Si continua a formulare e riformulare gli articoli, stavolta mettendo tirando in gioco l’obiezione di coscienza _ Il paziente non può esigere trattamenti sanitari, contrari a norme di legge, alla deontologia professionale o alle buone pratiche assistenziali .

A questo proposito facciamo nostre le riflessioni di Ivan Cavicchi in merito.

Il professore Cavicchi, ritiene che rivendicare l’obiezione di coscienza è come ritenete il testamento biologico eutanasia, ed il testamento biologico non può e non deve esserlo.

Chi invoca l’obiezione di coscienza, dovrebbe invocarla sempre, anche contro gli abomini della malasanità, rilevabili in morbilità e mortalità, in nome dell’economicismo.

Invocare l’obiezione di coscienza non ha senso, perché trovandosi di fronte all’incommensurabilità di due teorie, che hanno a che fare con due diritti, si rischia di ledere l’uno o l’altro.

Il legislatore dovrebbe superare questo problema, diversamente può diventare paralizzante, rischiando che il testamento biologico si concretizzi in un testo di legge che dice tutto il contrario di tutto.

Bisogna trovare quindi un criterio di confrontabilità, e questo non può essere che il cittadino, il cittadino che ha il diritto di scegliere.

Inoltre la legge sul testamento non può e non deve imporre una morale, ma permettere alla morale di ciascuno di noi di esprimersi.

Cavicchi definisce il testamento biologico come: “ un accordo sociale che riguarda il governo della malattia tra malato e medico tra cittadini e medicina fondato sulla predicibilità eventuale delle situazioni e delle contingenze con il quale vengono definiti caso per caso ipotesi di rapporto tra ciò che è morale e ciò che è naturale”.

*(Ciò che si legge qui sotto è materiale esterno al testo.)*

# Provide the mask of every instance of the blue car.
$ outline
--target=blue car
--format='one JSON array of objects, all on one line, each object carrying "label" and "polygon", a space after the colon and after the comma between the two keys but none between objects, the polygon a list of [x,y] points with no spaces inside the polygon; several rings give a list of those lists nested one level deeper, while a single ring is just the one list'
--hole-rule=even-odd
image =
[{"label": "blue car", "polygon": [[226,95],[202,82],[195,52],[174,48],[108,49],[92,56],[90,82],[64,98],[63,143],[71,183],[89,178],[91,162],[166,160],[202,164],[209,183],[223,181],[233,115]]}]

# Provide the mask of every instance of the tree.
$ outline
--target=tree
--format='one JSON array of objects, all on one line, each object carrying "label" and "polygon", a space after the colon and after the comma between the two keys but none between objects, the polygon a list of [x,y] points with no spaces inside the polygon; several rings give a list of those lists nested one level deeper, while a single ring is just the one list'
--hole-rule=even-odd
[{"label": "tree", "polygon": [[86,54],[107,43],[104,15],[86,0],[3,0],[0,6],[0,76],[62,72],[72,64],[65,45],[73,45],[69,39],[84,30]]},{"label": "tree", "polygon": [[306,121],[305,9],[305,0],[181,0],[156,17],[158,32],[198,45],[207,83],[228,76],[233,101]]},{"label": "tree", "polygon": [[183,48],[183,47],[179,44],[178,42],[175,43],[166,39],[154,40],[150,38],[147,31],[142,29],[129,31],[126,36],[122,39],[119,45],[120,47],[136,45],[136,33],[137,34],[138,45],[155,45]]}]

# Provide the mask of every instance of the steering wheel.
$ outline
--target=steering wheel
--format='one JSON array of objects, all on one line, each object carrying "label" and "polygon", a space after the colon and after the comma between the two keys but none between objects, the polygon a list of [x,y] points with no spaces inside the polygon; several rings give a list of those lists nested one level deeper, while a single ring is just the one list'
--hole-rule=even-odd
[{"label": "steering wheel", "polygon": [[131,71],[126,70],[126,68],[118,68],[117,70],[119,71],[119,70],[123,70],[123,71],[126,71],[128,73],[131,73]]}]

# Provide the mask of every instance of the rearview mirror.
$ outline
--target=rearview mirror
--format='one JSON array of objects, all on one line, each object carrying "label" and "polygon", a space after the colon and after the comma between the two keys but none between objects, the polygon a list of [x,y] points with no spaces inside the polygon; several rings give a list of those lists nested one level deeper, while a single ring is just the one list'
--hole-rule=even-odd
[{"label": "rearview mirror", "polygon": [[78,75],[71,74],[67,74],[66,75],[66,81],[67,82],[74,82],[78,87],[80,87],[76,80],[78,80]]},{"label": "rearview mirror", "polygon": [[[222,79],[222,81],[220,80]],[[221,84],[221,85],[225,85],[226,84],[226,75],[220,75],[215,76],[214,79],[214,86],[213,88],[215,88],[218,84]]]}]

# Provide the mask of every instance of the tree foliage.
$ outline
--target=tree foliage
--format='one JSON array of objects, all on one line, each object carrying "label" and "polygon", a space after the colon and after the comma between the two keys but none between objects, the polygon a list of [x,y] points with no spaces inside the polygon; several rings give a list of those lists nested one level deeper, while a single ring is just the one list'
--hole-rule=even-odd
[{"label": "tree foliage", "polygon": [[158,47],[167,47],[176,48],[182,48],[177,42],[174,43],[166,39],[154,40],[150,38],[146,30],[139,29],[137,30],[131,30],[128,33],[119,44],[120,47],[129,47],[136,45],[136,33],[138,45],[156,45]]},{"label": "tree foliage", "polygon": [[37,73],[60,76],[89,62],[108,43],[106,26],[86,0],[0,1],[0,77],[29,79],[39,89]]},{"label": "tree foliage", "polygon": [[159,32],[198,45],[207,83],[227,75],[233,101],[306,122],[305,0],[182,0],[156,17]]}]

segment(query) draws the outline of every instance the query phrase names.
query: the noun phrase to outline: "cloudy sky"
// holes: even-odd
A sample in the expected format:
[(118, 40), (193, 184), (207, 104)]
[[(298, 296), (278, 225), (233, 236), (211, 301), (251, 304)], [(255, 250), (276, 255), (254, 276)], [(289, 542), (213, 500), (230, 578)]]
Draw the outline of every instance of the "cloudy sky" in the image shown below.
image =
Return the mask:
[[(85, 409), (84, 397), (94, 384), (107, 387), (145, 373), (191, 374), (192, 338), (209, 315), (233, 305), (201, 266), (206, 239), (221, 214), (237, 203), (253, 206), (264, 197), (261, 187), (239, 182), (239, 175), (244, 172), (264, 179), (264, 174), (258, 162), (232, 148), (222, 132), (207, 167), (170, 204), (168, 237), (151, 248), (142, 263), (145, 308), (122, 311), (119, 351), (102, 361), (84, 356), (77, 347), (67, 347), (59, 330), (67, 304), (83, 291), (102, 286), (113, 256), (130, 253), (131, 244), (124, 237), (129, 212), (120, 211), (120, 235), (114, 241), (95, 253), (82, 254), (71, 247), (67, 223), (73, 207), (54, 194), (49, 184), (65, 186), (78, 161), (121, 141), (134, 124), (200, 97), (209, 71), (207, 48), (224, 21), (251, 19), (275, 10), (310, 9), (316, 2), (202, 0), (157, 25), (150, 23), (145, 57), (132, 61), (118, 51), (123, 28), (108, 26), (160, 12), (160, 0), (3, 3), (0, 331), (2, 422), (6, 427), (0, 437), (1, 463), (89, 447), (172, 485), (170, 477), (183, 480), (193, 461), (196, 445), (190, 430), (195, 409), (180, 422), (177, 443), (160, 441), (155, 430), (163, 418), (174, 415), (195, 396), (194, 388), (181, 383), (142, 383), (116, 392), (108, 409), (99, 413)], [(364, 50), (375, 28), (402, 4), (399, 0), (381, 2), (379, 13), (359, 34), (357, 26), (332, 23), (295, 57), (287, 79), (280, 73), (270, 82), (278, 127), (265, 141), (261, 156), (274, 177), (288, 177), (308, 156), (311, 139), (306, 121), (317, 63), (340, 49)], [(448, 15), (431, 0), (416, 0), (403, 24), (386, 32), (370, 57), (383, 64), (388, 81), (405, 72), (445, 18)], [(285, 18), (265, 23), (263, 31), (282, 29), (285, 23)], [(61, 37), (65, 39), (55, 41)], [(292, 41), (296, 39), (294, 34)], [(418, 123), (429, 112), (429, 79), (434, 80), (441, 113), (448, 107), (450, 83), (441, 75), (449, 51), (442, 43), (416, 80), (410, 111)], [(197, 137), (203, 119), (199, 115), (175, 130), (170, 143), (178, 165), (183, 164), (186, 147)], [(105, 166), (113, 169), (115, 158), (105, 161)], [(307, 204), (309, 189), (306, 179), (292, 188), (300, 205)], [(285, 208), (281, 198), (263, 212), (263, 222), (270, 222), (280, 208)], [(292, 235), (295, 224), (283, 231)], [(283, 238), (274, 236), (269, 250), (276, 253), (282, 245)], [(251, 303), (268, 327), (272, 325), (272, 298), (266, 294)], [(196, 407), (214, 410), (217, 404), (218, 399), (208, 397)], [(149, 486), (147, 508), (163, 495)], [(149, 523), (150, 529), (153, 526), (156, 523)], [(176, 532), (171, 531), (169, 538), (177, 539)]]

Dentro questa definizione c’è un altro modo di fare medicina, lontana dalla vecchia concezione prestazionalistica, un nuovo modo di affrontare la malattia, in cui il medico non è spettatore o mero esecutore, ma coautore di un accordo consensuale tra medico e paziente.

Non si tratta di “rinunciare a combattere la malattia” ma di curare la malattia in un altro modo, cioè di un altro genere di cura, combattendo semmai tutto quanto nella cura è irragionevole e privo di buon senso.